Kreisreform in Brandenburg: Im Winkelzug

Nicht erst mit dem Erfolg der Volksinitiative gegen die Kreisreform war Rot-Rot in der Defensive. Nun versucht es die Koalition mit einer juristischen Offensive.

Potsdam - Brandenburgs rot-rote Koalition provoziert den Verdacht, die mit 129 000 Stimmen erfolgreiche Volksinitiative gegen die umstrittene Kreisgebietsreform, die erfolgreichste Volksinitiative in der Landesgeschichte, nun mit juristischen Finessen aushebeln zu wollen. Gleich mehrfach soll nämlich auf rot-rotes Betreiben diese Initiative, die vorige Woche die Unterschriften an Landtagspräsidentin Britta Stark (SPD) übergab, nun vor der nötigen Entscheidung des Landtages rechtlich unter die Lupe genommen werden.

So hat die SPD-Landtagsfraktion jetzt sogar selbst ein Gutachten in Auftrag zu geben, um zu prüfen, ob die Volksinitiative zulässig ist.
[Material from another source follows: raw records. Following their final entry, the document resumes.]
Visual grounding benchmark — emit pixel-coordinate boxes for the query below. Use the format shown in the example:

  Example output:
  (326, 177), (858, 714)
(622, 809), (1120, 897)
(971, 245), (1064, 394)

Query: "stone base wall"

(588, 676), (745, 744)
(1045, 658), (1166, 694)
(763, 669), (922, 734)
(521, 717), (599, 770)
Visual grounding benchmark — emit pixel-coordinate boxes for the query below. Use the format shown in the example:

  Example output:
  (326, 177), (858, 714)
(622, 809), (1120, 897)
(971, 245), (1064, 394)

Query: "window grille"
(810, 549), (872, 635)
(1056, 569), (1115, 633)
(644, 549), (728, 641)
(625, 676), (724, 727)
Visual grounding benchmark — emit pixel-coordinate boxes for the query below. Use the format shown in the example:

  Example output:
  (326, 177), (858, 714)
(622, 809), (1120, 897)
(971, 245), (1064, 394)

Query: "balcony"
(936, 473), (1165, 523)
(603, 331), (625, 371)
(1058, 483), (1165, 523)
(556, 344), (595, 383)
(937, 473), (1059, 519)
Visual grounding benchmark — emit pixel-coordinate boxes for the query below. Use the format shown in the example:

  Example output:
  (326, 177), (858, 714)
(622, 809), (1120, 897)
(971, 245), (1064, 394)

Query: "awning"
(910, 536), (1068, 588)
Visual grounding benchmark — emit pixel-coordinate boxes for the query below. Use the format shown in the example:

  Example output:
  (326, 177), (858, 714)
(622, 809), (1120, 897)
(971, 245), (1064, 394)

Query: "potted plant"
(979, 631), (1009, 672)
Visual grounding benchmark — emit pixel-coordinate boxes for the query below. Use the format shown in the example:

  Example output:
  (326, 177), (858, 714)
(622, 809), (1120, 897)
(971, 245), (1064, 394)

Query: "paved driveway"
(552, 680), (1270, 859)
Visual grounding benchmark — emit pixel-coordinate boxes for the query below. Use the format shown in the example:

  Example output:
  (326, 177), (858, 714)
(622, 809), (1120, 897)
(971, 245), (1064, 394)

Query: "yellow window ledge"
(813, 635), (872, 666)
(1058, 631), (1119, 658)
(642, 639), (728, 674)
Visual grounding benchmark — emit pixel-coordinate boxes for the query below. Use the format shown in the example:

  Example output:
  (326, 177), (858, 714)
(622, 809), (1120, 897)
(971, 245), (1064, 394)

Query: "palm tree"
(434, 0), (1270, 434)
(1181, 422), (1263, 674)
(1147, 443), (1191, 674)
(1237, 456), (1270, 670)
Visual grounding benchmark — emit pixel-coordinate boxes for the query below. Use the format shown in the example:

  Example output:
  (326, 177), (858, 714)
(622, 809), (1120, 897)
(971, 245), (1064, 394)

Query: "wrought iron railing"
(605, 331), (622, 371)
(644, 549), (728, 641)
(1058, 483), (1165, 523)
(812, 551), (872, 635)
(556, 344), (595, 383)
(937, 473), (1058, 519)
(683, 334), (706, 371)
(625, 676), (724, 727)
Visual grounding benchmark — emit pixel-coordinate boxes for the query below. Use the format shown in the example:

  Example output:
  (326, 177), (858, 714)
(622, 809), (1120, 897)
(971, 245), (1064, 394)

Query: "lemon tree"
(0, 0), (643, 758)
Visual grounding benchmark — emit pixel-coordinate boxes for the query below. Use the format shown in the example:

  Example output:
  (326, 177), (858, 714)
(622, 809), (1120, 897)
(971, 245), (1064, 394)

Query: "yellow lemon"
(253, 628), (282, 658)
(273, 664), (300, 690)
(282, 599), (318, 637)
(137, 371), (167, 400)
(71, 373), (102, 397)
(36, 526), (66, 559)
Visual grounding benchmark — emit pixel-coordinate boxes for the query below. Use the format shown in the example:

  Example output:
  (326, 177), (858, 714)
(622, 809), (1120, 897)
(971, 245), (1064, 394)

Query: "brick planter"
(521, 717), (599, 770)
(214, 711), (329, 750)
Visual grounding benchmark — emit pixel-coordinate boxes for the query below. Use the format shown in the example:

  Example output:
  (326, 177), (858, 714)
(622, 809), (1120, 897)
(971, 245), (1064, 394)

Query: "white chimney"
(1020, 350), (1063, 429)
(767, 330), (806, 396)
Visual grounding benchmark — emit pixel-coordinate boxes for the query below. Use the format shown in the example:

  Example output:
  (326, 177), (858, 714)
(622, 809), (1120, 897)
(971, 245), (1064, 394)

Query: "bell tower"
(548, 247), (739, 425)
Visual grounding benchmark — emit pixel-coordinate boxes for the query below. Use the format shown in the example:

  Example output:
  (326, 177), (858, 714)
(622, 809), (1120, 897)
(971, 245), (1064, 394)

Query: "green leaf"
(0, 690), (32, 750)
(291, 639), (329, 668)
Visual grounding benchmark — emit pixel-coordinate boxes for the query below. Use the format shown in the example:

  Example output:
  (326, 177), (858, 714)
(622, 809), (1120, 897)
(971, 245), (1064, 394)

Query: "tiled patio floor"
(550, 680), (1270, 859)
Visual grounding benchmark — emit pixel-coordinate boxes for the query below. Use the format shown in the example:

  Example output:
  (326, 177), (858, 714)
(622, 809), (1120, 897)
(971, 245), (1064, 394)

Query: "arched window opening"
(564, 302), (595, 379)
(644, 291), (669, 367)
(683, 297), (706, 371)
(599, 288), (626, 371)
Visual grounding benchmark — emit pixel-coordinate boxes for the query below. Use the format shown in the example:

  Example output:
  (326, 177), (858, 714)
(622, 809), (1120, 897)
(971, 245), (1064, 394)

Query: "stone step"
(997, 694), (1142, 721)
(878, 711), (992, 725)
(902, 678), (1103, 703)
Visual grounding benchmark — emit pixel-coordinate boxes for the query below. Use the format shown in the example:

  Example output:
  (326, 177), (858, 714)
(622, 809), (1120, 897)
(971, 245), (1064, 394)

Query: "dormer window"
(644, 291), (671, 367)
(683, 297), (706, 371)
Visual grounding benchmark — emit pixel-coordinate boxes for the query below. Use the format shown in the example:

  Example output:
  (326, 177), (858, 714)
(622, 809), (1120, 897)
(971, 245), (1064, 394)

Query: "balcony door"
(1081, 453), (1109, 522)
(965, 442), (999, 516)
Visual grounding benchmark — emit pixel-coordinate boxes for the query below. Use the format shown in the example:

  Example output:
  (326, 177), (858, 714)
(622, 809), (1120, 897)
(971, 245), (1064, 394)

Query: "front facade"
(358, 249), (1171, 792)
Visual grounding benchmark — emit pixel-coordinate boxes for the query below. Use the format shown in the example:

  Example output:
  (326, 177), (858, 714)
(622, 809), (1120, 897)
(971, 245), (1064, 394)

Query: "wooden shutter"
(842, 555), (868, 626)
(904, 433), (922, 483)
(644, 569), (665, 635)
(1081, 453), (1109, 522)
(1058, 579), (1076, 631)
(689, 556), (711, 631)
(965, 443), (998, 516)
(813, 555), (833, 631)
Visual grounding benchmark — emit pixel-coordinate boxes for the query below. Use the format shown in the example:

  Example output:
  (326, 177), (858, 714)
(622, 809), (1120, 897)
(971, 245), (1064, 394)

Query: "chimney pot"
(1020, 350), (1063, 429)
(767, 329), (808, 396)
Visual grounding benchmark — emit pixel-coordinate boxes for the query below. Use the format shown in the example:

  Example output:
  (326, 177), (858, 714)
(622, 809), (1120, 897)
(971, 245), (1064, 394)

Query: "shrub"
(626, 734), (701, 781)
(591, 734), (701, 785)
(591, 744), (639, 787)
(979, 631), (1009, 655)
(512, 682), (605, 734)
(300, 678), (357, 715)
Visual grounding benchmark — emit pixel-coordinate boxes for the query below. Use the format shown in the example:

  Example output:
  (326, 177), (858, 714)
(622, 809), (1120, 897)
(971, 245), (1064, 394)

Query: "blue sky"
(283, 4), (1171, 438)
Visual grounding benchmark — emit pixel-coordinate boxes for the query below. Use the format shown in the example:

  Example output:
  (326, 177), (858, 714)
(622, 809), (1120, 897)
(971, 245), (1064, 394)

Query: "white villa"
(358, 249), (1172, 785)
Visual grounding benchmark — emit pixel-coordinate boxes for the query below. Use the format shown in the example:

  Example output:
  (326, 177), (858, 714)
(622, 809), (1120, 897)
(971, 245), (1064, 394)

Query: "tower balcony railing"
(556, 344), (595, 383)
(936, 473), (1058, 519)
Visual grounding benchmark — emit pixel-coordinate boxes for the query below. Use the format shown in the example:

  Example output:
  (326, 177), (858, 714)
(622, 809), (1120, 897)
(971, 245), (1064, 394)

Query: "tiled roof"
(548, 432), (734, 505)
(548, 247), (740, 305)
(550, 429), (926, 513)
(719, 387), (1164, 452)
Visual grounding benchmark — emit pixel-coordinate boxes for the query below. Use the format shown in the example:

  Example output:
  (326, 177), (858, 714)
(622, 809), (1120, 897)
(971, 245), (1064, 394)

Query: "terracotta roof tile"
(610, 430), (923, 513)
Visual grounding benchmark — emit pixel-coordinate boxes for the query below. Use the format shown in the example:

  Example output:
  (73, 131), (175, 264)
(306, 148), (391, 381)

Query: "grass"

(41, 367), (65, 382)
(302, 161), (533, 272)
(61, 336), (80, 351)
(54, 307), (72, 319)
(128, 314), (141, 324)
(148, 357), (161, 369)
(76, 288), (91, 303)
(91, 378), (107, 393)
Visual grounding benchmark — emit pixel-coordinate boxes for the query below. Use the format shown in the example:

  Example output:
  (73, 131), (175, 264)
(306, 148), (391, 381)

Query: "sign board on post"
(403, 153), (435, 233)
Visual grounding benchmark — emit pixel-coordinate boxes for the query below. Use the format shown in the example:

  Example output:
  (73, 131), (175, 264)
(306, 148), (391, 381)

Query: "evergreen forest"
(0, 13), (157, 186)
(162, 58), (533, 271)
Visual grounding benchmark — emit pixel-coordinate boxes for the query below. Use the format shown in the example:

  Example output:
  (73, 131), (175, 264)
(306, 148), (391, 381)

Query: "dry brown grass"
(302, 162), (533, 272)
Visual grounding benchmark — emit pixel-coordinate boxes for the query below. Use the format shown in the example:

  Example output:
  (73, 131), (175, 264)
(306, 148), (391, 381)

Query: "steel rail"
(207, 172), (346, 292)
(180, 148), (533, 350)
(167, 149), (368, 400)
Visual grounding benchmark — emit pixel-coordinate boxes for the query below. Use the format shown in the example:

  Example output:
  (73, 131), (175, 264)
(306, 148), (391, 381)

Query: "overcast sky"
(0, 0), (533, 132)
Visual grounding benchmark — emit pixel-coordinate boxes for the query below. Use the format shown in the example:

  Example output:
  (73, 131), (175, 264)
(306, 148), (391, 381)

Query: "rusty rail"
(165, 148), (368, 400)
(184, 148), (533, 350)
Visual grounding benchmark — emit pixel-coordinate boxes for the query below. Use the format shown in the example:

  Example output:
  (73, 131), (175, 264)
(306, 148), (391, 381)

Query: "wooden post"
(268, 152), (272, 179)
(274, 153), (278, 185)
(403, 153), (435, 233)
Und zwar „vor einigen Tagen“, wie Vize-Fraktionschef Daniel Kurth am Dienstag der SPD-Pressekonferenz nach der Sitzung der Fraktion erklärte. Wer es erstellt und wie viel es kostet, wollten Kurth und der parlamentarische Geschäftsführer, Björn Lüttmann, nicht sagen. Den allgemein anerkannten parlamentarischen Beratungsdienst des Landtages, der zu einer neutralen Bewertung verpflichtet ist, nehmen die Genossen dafür nicht in Anspruch. Es werde eine „rechtliche Bewertung für den internen Dienstgebrauch“, sagte Kurth. Ob sie veröffentlicht werde, sei offen.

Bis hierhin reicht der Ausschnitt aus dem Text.